В общем мне все это надоело и вынудило самого торопить Калинина с переводом в Москву. Калинин предложил мне два варианта устройства, ни один из которых нельзя было считать блестящим. Один — ВНИИсинтез-белок, моя лаборатория, которой все годы я руководил, как тогда говорили, на общественных началах, т. е. бесплатно. Вторым был Всесоюзный институт биологического приборостроения (ВНИИ БП), созданный в 70-х годах Калининым. Сам он отдавал предпочтение второму варианту, мотивируя это тем, что с приходом Быкова он утратил влияние на ВНИИсинтезбелок, а ВНИИ БП — его "вотчина" и он сможет помочь мне лучше устроиться, не порывая окончательно с Проблемой. Подумав, я с ним согласился и, после очередного отпуска, летом 1987 года расстался с Оболенском. Больше я там никогда не бывал.
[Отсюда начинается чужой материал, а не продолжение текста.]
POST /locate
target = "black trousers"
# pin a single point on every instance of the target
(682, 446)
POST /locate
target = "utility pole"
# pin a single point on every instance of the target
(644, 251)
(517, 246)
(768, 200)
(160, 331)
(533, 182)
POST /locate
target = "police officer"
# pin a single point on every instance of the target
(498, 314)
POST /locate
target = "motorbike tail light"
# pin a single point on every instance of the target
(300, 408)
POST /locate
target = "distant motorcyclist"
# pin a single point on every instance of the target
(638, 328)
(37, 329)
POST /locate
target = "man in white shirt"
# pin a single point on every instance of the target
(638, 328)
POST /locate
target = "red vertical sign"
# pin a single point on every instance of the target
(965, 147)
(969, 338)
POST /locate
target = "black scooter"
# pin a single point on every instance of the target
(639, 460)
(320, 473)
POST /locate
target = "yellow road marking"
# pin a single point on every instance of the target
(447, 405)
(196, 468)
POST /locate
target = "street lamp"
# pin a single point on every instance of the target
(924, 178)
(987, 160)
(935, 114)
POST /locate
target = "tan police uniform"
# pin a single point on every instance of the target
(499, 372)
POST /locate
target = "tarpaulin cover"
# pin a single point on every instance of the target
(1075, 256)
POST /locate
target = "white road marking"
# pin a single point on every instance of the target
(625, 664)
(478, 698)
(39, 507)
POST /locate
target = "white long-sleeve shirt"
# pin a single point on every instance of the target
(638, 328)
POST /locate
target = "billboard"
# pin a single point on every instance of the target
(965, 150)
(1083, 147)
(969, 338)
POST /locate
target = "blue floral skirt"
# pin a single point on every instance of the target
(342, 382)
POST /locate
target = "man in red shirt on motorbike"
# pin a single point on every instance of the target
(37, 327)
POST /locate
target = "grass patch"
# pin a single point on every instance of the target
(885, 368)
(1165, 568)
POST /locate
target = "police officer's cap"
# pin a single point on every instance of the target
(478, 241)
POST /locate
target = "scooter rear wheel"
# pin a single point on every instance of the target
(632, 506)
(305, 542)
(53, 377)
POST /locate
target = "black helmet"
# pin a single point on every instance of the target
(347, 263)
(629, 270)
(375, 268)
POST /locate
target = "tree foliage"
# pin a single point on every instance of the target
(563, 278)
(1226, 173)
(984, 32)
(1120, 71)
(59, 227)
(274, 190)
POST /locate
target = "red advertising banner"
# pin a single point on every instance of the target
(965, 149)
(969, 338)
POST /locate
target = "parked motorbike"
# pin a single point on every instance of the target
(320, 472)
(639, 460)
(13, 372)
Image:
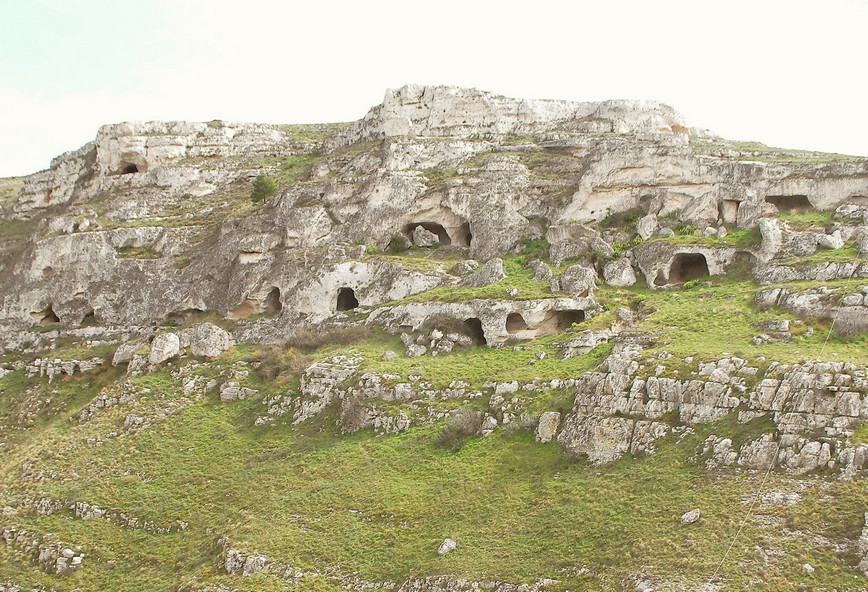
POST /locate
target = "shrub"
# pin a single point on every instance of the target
(263, 188)
(276, 362)
(464, 424)
(398, 243)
Как я неоднократно указывал, помимо ВНИИ ПМ, в системе Организации п/я А-1063 был еще ряд крупных НИИ. С работой некоторых из них я был знаком по документам, попадавшим в отдел Совета (планы, отчеты и пр.) или непосредственно, когда мне приходилось участвовать в их проверке. Были у меня и знакомые среди их сотрудников, с которыми проводились совместные исследования. Конечно, там тоже не все шло гладко, а общая атмосфера во многом напоминала Оболенскую. Но были и принципиальные отличия, в частности, то, что такие институты, как НИИособо чистых препаратов в Ленинграде и ВНИИ прикладной вирусологии в Кольцово возглавляли не военные, а штатские лица, молодые люди с академической подготовкой. В методическом отношении (я имею в виду фундаментальные вопросы) оба института намного превосходили ВНИИ ПМ и обладали обширными связями с "внешним миром". Если же говорить об успехах в решении "специальных" задач, то пальма первенства принадлежала не им, а Оболенску, хотя и в той части, которая касалась технологических разработок, в значительной мере импортированных Ураковым и его "коллегами" из системы МО. Так или иначе, но в теперешних условиях всеобщей конверсии предприятий ВПК ВНИИ ПМ приходится не легко, во всяком случае труднее, чем некоторым другим институтам, которые не пренебрегали исследованиями в области фундаментальных знаний. Я не считаю себя провидцем, но на основе анализа складывавшейся обстановки о возможности подобного исхода предупреждал члена Политбюро КПСС Зайкова (27.10.86 и 8.05.87) и Министра Минмедмикробиопрома Быкова (16.01.87.), не говоря уже о Калинине, представителях Заказчика и ВПК (кстати, бывших моих подчиненных по Организации п/я А-3092).